Le crowdfunding, ou financement participatif en français, est une solution de financement qui a vu le jour aux États-Unis, avant de gagner l’Europe, et puis la Chine. Il est utilisé par les entreprises pour financer leur lancement.

En Tunisie, ce mode de financement est resté à la traîne pendant des années, malgré toutes les initiatives pour enfin voir le jour mardi le 21 Juillet 2020 dernier lorsque la loi a été adoptée à l’unanimité par les députés l’Assemblée des Représentants du Peuple (ARP).

Cette loi vise à organiser l’activité du financement participatif afin de fournir les financements nécessaires aux projets et aux sociétés.

En quoi consiste le crowdfunding ?

Le financement participatif signifie une formule de financement basée sur la collectes des financements auprès du public, à travers une plateforme sur Internet, en vue de financer les projets et les sociétés.

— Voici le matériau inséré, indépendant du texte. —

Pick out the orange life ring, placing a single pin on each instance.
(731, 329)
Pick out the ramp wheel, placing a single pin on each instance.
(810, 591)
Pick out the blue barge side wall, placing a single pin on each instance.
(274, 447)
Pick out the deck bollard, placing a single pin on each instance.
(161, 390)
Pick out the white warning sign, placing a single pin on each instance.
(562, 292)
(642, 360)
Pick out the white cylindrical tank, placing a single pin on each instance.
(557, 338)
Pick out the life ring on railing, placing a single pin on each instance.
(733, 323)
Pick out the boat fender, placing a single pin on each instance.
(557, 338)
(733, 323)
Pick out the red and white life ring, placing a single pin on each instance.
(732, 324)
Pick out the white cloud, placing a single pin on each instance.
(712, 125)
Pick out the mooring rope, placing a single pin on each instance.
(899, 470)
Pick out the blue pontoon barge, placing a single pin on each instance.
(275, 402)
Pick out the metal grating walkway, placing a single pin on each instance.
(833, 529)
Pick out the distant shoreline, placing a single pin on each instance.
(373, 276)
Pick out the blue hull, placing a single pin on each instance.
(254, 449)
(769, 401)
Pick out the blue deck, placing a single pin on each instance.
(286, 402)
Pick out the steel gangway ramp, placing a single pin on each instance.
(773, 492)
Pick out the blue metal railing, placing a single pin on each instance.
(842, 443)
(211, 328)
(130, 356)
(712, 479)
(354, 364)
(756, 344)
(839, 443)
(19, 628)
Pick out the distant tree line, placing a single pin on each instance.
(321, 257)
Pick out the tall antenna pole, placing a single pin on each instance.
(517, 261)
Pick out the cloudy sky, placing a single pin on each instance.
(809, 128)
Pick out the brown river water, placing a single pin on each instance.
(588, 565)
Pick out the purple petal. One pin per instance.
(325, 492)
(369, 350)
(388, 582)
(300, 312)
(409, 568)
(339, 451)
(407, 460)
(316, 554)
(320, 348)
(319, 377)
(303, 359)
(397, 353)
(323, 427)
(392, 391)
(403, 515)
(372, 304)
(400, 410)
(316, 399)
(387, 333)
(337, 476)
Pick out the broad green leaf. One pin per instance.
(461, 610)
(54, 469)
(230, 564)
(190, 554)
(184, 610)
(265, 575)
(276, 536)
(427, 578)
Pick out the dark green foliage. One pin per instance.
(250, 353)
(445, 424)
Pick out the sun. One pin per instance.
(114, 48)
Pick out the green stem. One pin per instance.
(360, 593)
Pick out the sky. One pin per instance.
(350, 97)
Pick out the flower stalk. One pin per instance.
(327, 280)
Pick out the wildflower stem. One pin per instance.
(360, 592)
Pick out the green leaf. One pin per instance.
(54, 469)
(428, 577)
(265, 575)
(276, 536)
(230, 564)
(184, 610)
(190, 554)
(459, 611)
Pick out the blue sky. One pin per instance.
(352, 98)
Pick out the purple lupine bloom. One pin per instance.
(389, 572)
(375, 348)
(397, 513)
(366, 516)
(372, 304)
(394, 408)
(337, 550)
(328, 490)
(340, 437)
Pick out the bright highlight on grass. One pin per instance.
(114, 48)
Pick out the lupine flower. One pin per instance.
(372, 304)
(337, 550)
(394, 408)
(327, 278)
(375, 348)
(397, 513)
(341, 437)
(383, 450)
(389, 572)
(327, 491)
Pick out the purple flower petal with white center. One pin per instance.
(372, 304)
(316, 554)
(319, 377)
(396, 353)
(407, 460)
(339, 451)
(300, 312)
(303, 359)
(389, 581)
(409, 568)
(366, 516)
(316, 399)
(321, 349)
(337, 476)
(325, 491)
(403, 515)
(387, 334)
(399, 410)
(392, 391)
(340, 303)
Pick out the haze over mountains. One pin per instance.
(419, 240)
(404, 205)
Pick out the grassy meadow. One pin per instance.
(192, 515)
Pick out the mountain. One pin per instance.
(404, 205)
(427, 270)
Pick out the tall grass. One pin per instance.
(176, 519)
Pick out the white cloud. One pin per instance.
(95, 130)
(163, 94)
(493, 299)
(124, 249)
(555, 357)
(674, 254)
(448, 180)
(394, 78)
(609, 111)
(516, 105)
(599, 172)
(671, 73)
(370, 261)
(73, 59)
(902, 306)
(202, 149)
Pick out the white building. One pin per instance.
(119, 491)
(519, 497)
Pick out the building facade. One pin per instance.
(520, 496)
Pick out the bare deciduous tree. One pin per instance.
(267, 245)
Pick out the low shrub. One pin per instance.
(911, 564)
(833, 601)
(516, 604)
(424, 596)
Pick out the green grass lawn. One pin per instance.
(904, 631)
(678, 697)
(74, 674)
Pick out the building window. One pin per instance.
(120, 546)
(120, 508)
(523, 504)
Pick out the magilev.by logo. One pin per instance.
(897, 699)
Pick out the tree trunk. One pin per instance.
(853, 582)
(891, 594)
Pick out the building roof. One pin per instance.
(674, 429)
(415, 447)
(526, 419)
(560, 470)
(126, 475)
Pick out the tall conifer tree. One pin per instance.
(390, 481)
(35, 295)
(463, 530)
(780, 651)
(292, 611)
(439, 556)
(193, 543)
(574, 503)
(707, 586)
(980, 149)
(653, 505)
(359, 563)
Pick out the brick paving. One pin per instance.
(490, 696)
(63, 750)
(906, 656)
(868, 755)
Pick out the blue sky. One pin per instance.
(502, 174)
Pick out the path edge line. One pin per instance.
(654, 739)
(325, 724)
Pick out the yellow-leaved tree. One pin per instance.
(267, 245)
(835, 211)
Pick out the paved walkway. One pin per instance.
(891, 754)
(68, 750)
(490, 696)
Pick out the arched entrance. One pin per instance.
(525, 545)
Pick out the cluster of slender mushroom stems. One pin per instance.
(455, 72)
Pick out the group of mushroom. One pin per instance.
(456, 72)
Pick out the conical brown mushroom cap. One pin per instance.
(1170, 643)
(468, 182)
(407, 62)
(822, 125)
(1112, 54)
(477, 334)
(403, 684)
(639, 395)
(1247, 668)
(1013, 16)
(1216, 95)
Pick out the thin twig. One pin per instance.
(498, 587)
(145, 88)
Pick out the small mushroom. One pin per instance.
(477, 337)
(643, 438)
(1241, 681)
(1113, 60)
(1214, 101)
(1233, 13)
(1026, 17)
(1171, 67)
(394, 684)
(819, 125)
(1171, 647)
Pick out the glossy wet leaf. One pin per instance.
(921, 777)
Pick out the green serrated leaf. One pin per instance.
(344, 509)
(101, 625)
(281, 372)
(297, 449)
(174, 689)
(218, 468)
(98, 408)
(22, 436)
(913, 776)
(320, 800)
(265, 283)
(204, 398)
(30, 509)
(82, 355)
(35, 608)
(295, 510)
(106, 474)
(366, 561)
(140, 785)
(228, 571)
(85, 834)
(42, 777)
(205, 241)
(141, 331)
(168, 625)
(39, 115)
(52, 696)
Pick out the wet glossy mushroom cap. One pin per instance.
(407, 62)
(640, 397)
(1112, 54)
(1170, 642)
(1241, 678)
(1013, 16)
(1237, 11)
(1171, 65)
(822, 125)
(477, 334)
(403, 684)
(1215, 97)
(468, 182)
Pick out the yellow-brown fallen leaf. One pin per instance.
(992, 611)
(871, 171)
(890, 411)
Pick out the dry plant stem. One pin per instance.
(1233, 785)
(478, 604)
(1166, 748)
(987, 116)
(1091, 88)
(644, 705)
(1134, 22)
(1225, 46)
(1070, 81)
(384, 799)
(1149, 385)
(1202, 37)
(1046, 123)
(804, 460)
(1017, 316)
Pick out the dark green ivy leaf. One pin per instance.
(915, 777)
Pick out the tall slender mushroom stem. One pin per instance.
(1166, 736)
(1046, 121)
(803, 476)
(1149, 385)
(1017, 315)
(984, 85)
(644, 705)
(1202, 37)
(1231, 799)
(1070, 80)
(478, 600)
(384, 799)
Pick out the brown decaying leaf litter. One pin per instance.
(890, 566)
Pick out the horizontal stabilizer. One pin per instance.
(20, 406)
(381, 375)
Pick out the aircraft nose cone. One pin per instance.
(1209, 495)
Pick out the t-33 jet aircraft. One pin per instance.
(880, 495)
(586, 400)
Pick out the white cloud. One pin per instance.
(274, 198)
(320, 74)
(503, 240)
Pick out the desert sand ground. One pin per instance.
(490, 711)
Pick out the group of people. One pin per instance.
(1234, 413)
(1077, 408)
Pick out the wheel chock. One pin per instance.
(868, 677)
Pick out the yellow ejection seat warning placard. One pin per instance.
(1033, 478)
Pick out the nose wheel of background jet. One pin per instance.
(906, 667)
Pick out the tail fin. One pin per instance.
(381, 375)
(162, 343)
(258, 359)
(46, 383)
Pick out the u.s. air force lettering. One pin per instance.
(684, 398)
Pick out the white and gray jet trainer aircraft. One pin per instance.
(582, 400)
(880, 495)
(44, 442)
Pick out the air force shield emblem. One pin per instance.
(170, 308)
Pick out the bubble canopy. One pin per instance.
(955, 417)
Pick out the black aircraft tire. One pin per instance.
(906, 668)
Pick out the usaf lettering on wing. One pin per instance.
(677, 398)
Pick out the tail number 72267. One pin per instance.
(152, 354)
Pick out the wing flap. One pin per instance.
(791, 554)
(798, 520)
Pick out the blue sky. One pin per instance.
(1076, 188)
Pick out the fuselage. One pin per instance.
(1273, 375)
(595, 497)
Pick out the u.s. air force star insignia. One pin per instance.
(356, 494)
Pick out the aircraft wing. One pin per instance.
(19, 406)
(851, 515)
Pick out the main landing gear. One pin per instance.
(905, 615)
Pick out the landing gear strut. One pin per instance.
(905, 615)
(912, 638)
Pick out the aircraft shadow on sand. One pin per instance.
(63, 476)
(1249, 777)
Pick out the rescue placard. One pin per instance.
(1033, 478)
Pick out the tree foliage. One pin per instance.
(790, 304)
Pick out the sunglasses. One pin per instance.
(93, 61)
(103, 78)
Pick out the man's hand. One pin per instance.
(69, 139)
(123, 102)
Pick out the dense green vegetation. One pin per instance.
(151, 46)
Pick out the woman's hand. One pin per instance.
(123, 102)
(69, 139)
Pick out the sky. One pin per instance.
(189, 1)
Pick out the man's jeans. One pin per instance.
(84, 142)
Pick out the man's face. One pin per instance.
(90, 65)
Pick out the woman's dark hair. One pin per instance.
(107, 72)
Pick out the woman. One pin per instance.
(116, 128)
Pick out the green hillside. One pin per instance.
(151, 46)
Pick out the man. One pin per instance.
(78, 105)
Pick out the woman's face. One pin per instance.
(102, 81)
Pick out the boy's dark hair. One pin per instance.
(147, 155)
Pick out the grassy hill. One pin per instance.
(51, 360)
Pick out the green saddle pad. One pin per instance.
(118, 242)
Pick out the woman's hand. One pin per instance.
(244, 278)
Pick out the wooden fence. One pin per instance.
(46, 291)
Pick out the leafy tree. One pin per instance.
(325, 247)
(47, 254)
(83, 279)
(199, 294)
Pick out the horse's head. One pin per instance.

Les plateformes qui jouent un rôle intermédiaire entre des entreprises ou start-up en quête de financement, et des particuliers, notamment des internautes qui s’engagent d’appuyer ces projets en y injectant de l’argent.

Comment fonctionne-t-il ?

Désormais, des plateformes seront crées jouant le rôle d’intermédiaire entre les entreprises en recherche de financement et des particuliers qui s’engagent à supporter et financer les projets.

Il existe deux formes de financement participatif : crowdfunding sous forme d’investissement, crowdequity, et crowdfunding sous forme de prêt, crowdlending.

Equity Crowdfunding ( crowdequity ) :

Permet aux entrepreneurs désirant de monter leurs projets de lever des fonds. Ce premier mode de financement est soumis à l’autorisation du Conseil du Marché Financier (CMF).

Les plateformes souhaitant se spécialiser dans la première forme devraient recevoir une autorisation de la part du CMF.

Crowdlending :

Il consiste à prêter de l’argent, formant, de ce fait, une nouvelle source de financement au même titre que les institutions de financement classiques comme les banques commerciales, les banques d’affaires …etc.

Ce deuxième mode est soumis à l’autorisation de la Banque centrale (BCT).

Avantages :

Il convient de souligner que le financement participatif (ou Crowdfunding) est considéré comme étant un nouveau mécanisme pour le développement de l’investissement et la création d’entreprises.

D’après des experts tunisien, cette loi va résoudre une partie des problèmes économiques que traverse le pays, en introduisant des nouveaux moyens de financement des projets.

Un cadre complémentaire à la loi start-up Act :

Cette loi constitue un cadre complémentaire à la startup act dans le mesure ou elle met sur pied des mécanisme de financement plus souples.

Elle vise à créer un environnement propice à l’entrepreneuriat en Tunisie, en ouvrant la porte à de nouveaux modes de financement.

Ceci permettrait aux Tunisiens, qu’ils soient en Tunisie ou ailleurs dans le monde, d’apporter leur soutien aux projets auxquels ils croient.

Le crowfunding dans le monde et en Tunisie :

Selon des récentes études, le financement par le crowfunding s’élève dans le monde à 500 million de dollars.

C’est un mode de financement récent dans le monde entier, mais qui va croissant au vu du succès qu’il connaît.

Cette loi constitue un pas de plus dans le processus de la diversification du financement en Tunisie. puisque l’économie tunisienne est financée pratiquement en sa totalité par le secteur bancaire, à hauteur de 95%.

Représente -t-il un danger ?!

Lutter contre les financements suspects est la mission de la commission des finances, de la planification et du développement relevant de l’ARP, la BCT et le CMF par l’instauration d’un mécanisme de contrôle des financements.

Les pouvoirs publics doivent intervenir pour jouer un rôle de supervision. Il faut également que le processus de financement ne soit pas complexe.